Some people do not know how to enjoy companionable silence, and therefore feel that every moment be filled with noise, or in this case, talking. I never appreciated the relative silence of my commute until today.

My truck was in the shop and I needed a ride to campus. Turns out I didn’t know just how much I enjoyed being quiet in the morning.

Most of the drive from my apartment to campus passed with me, sitting in the passenger seat, not saying much aside from the occasional directional instructions. The person giving me the ride, either out of social awkwardness or love of the sound of his own voice, talked, talked, and talked the whole way. About anything and everything.

A verbal vomiting of all thoughts that entered his head. I thought for a moment that perhaps his verbal vomiting was an effect of the cause, because I got sharp with him over his comment about the way I closed his car door. He muttered it under his breath, I took umbrage and then attacked. Regardless, silence would have been just as acceptable, and I would not have taken offense.

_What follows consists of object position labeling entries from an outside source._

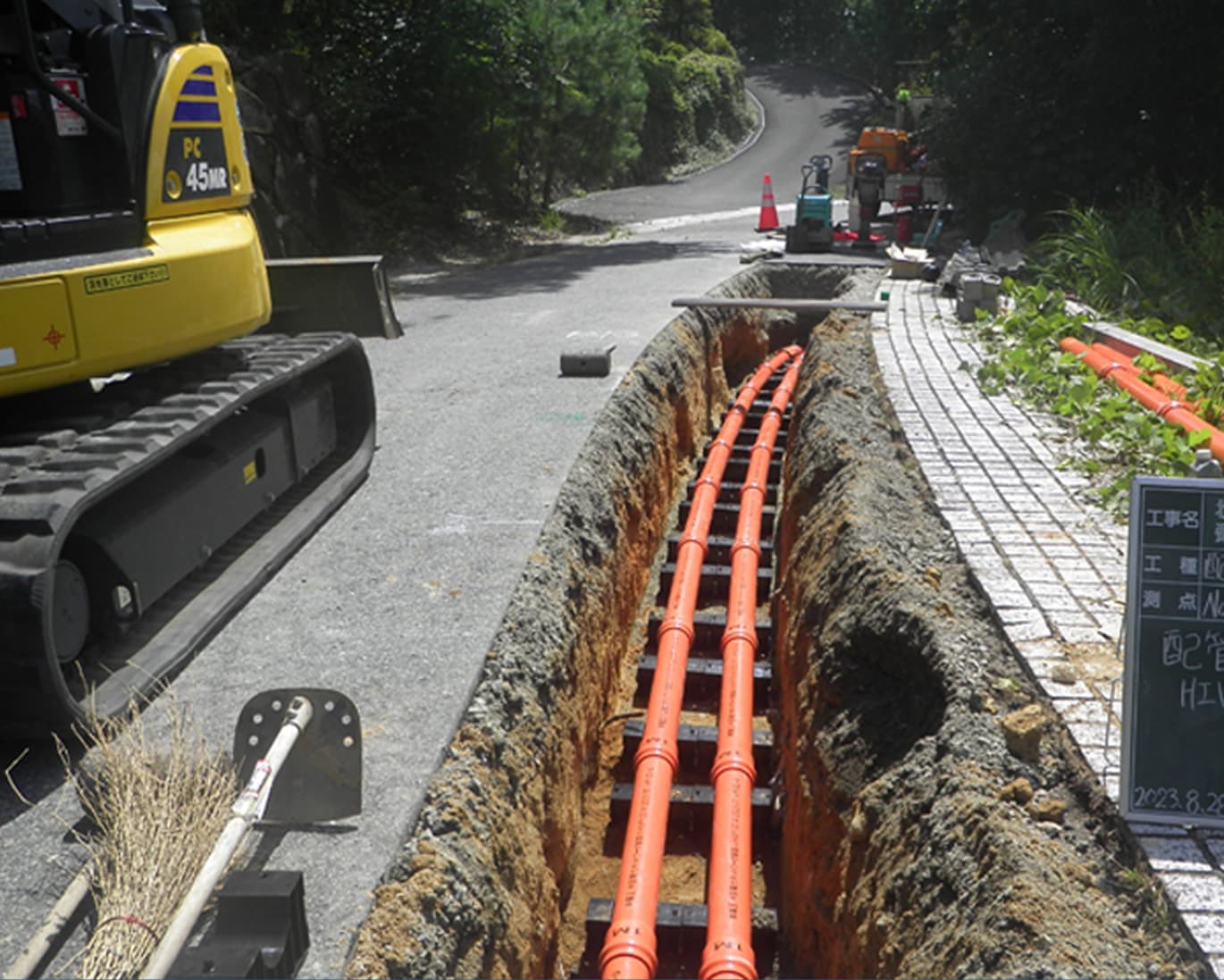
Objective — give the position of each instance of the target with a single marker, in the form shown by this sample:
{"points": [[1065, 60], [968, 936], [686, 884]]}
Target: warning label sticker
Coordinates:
{"points": [[69, 121], [146, 275], [10, 172]]}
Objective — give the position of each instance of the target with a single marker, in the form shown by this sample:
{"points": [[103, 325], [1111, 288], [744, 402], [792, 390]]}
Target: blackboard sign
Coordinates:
{"points": [[1173, 686]]}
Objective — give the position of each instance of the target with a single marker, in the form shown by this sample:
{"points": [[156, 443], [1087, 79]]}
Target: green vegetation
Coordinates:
{"points": [[1127, 438], [440, 108], [1041, 105]]}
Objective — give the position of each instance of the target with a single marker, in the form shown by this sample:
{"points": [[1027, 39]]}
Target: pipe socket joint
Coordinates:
{"points": [[675, 624], [740, 634], [631, 954], [658, 748], [726, 959], [734, 761]]}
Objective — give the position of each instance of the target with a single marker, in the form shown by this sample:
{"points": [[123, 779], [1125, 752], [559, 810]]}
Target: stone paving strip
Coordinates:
{"points": [[1052, 565]]}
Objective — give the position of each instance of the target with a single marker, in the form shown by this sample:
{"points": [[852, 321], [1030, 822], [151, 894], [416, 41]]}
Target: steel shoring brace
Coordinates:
{"points": [[728, 950], [629, 947]]}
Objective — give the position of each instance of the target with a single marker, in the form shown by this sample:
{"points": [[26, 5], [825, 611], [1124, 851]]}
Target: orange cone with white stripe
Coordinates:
{"points": [[769, 209]]}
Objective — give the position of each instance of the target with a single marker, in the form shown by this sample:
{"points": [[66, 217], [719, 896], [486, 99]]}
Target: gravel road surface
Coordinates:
{"points": [[396, 599]]}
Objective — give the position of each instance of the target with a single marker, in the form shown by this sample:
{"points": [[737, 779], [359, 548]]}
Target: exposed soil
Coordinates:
{"points": [[936, 818]]}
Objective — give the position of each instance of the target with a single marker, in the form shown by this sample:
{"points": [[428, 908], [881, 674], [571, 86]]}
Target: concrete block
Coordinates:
{"points": [[586, 364]]}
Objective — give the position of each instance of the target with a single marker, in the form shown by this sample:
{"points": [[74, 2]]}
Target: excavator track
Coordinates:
{"points": [[106, 585]]}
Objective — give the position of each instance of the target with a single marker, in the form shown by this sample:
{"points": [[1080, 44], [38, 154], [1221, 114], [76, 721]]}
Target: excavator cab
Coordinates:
{"points": [[124, 192], [141, 510]]}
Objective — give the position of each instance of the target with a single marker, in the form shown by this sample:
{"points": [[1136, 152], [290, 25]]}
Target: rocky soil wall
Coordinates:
{"points": [[935, 818]]}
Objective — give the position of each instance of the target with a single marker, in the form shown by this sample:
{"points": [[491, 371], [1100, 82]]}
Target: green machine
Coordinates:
{"points": [[813, 229]]}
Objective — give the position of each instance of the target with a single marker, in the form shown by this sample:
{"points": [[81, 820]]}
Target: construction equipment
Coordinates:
{"points": [[138, 510], [813, 229], [885, 168]]}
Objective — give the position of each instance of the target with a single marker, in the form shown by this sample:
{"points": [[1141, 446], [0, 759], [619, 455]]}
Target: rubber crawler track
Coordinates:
{"points": [[681, 926], [65, 450]]}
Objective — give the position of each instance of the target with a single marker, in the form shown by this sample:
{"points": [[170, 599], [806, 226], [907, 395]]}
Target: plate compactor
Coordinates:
{"points": [[813, 229]]}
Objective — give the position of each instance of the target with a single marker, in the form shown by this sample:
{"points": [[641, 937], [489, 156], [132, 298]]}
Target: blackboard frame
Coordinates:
{"points": [[1173, 671]]}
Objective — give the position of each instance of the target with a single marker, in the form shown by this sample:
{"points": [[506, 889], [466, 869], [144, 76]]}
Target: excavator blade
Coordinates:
{"points": [[316, 293]]}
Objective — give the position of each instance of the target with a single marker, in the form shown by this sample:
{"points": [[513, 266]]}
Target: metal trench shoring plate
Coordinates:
{"points": [[320, 781]]}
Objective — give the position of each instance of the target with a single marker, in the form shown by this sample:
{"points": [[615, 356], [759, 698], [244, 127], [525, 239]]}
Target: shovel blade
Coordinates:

Maybe if I hadn’t been trying to give this hapless twit directions I wouldn’t have had to concentrate on what he was saying so I could utilize his pauses for breath to interject with the turn ahead, and I could have tuned him out.

The mental energy I spent during that morning ride was exhaustive and I found myself pining for my truck and the solitude of my usual commute by the time I got to class.

Silence, when used judiciously, makes me happy. Apparently, I need the silence to let my brain power up slowly on the way to class in the morning. Indeed, sometimes, like Depeche Mode says: words are very, unnecessary.